Diagnosis and Treatment.
The diagnosis of Gilbert's syndrome is suggested by the clinical finding of mild chronic unconjugated hyperbilirubinemia. A family history should be sought and clinical evidence of other liver or blood disorders, including haemolysis (abnormal breakdown of red cells) excluded. Further confirmation of the diagnosis may be achieved by determining the effect of fasting or intravenous nicotinic acid administration on the blood bilirubin concentration. Either manipulation generally results in a two- to threefold rise in plasma bilirubin level, even if the initial bilirubin concentrations are normal. However, not all patients with Gilbert's syndrome respond to these tests, which appear less sensitive and specific for females than males. Other diagnostic manoeuvres that have been advocated are measurement of the effect of phenobarbital on plasma bilirubin concentration, and the administration of a tracer dose of radiolabeled bilirubin for estimation of the percentage of the dose remaining in the plasma after 4 hours.
Given the above considerations, a presumptive diagnosis of Gilbert's syndrome can be made in an essentially asymptomatic individual if he /she has (1) unconjugated hyperbilirubinemia on several occasions; (2) normal results of a complete blood cell count, blood smear, and reticulocyte count; and (3) normal liver enzyme tests (see article on liver function tests) and (4) other disease processes have been excluded.
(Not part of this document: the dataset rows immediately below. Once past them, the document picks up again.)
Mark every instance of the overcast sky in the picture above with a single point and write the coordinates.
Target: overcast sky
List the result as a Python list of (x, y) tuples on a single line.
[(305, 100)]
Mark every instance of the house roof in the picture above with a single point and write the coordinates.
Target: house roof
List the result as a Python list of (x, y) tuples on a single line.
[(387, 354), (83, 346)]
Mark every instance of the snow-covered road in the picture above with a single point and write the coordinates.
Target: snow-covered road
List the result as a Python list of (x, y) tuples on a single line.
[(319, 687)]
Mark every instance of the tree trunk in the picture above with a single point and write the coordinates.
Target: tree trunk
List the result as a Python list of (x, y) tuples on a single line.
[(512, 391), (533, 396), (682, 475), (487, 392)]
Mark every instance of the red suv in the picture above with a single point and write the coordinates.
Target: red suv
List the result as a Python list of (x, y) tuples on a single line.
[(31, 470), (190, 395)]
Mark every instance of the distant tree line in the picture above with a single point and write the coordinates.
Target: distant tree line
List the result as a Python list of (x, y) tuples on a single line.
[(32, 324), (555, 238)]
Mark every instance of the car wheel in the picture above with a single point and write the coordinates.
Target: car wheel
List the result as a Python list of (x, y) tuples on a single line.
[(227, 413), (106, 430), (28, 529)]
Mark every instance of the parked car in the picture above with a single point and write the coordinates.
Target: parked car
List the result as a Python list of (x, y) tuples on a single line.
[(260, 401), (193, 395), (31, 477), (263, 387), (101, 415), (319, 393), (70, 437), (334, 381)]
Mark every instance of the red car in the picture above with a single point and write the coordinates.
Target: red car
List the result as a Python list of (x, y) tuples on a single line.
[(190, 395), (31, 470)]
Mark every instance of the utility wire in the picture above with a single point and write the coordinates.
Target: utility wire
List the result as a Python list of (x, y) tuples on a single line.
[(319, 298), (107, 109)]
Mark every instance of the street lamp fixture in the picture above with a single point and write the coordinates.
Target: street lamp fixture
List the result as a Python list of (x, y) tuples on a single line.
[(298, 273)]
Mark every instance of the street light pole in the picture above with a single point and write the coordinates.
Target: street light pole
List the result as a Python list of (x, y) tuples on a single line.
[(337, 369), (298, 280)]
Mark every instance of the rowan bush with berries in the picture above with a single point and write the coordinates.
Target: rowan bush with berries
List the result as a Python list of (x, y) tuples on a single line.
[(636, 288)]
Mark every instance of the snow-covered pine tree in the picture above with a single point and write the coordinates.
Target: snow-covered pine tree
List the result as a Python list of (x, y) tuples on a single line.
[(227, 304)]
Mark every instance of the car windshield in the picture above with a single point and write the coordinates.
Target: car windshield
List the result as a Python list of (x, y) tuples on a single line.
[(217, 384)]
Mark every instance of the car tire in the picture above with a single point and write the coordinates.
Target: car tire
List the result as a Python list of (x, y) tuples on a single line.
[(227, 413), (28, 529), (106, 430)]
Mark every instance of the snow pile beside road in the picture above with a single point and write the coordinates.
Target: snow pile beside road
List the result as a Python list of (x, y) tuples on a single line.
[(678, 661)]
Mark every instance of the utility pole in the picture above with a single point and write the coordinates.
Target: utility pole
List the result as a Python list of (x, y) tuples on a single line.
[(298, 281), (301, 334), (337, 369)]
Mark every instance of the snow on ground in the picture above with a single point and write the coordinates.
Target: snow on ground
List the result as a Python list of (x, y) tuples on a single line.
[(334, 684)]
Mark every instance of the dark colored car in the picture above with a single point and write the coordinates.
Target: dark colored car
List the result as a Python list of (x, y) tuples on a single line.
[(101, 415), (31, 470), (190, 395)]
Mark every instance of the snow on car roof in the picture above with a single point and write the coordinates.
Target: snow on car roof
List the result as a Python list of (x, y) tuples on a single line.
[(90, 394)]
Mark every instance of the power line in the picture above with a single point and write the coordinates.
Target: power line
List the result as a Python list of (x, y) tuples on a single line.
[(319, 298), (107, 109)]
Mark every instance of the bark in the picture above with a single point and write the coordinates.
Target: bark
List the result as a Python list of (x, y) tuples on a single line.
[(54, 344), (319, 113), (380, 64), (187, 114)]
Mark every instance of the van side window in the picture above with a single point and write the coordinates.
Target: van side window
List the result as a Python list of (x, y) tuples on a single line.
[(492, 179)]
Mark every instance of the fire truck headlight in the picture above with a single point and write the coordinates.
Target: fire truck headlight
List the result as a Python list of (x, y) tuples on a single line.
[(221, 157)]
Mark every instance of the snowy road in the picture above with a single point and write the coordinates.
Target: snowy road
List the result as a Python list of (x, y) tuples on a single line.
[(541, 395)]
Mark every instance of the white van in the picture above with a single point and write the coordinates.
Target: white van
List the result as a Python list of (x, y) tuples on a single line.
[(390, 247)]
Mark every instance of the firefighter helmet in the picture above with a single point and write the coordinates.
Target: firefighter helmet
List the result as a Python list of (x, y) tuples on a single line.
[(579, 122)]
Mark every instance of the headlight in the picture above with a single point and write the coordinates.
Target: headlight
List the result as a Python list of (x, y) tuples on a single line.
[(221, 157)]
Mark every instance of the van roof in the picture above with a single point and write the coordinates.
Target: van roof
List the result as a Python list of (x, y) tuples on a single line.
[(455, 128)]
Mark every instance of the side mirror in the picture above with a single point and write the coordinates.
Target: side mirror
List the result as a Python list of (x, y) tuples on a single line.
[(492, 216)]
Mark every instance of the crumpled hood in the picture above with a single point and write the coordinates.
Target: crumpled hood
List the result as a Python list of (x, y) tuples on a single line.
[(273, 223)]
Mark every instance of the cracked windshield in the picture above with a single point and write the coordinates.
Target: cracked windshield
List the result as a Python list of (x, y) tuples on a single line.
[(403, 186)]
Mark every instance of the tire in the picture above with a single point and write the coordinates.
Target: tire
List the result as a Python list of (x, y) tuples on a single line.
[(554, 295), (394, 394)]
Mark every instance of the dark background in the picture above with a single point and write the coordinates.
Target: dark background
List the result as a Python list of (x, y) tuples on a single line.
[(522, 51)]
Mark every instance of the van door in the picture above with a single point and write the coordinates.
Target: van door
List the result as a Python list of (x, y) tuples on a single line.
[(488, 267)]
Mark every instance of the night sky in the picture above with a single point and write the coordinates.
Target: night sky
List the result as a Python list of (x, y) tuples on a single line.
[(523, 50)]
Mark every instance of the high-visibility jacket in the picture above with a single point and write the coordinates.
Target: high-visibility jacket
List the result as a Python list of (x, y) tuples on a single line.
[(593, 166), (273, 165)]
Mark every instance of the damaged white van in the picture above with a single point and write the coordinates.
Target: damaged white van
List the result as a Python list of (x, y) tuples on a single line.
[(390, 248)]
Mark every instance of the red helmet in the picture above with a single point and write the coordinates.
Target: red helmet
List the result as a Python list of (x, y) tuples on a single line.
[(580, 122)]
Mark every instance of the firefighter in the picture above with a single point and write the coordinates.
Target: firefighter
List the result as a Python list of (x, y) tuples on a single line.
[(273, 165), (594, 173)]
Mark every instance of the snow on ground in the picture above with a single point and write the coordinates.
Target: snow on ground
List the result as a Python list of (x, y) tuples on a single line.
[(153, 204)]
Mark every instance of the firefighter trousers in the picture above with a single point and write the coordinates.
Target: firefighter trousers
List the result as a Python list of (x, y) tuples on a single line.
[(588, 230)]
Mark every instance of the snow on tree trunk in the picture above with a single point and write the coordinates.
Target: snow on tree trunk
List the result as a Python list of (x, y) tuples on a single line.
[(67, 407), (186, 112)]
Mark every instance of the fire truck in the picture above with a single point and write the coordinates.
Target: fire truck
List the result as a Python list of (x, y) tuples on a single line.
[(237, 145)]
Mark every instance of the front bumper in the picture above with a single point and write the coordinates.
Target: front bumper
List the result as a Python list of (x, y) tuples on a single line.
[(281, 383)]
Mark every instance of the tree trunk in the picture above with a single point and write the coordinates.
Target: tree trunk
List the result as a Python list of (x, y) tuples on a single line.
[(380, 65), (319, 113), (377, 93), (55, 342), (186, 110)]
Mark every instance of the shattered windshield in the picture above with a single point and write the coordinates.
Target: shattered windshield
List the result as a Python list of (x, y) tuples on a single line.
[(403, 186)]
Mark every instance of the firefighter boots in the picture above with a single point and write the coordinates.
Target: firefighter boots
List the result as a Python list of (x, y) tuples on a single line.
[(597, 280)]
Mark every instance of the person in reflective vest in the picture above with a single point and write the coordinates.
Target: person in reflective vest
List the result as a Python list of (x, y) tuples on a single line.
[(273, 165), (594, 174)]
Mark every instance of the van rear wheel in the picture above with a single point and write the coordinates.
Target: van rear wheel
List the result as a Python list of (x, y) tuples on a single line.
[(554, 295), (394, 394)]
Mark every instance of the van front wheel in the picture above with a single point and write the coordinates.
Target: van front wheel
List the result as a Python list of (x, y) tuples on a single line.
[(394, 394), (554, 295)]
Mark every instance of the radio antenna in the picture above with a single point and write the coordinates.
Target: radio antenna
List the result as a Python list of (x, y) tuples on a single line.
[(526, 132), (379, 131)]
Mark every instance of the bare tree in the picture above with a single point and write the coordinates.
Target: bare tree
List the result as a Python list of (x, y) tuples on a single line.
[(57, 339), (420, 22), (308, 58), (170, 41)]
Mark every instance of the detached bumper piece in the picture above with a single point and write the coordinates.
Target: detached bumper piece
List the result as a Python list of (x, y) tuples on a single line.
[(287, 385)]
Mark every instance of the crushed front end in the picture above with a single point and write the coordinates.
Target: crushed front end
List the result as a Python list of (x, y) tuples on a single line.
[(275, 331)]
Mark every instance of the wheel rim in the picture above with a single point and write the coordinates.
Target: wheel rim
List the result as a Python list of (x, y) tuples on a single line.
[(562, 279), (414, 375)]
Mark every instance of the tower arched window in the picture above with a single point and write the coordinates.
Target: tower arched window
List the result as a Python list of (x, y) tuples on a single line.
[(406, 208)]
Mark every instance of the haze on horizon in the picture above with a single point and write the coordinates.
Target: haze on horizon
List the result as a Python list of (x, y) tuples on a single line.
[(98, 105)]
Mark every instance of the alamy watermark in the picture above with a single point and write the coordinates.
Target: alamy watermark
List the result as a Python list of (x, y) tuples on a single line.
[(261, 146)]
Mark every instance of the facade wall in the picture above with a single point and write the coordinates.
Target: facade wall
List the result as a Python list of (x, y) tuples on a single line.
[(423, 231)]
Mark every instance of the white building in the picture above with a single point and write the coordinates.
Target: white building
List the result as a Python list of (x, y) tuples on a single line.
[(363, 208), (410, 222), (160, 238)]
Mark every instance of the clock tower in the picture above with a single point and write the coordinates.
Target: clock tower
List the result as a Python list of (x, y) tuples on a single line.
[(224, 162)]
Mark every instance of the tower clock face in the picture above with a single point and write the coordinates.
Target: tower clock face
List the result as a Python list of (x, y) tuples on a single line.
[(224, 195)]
If no further laboratory abnormalities develop on two or three follow-up tests during the next 12 to 18 months, then the presumptive diagnosis becomes definitive. It is conceivable that genetic testing may play a role in the diagnosis of this condition in the future.
Once the diagnosis is established, the most important aspect of management is to reassure the patient with regard to the benign and inconsequential nature of the disorder and the excellent prognosis and to prevent further unnecessary investigations.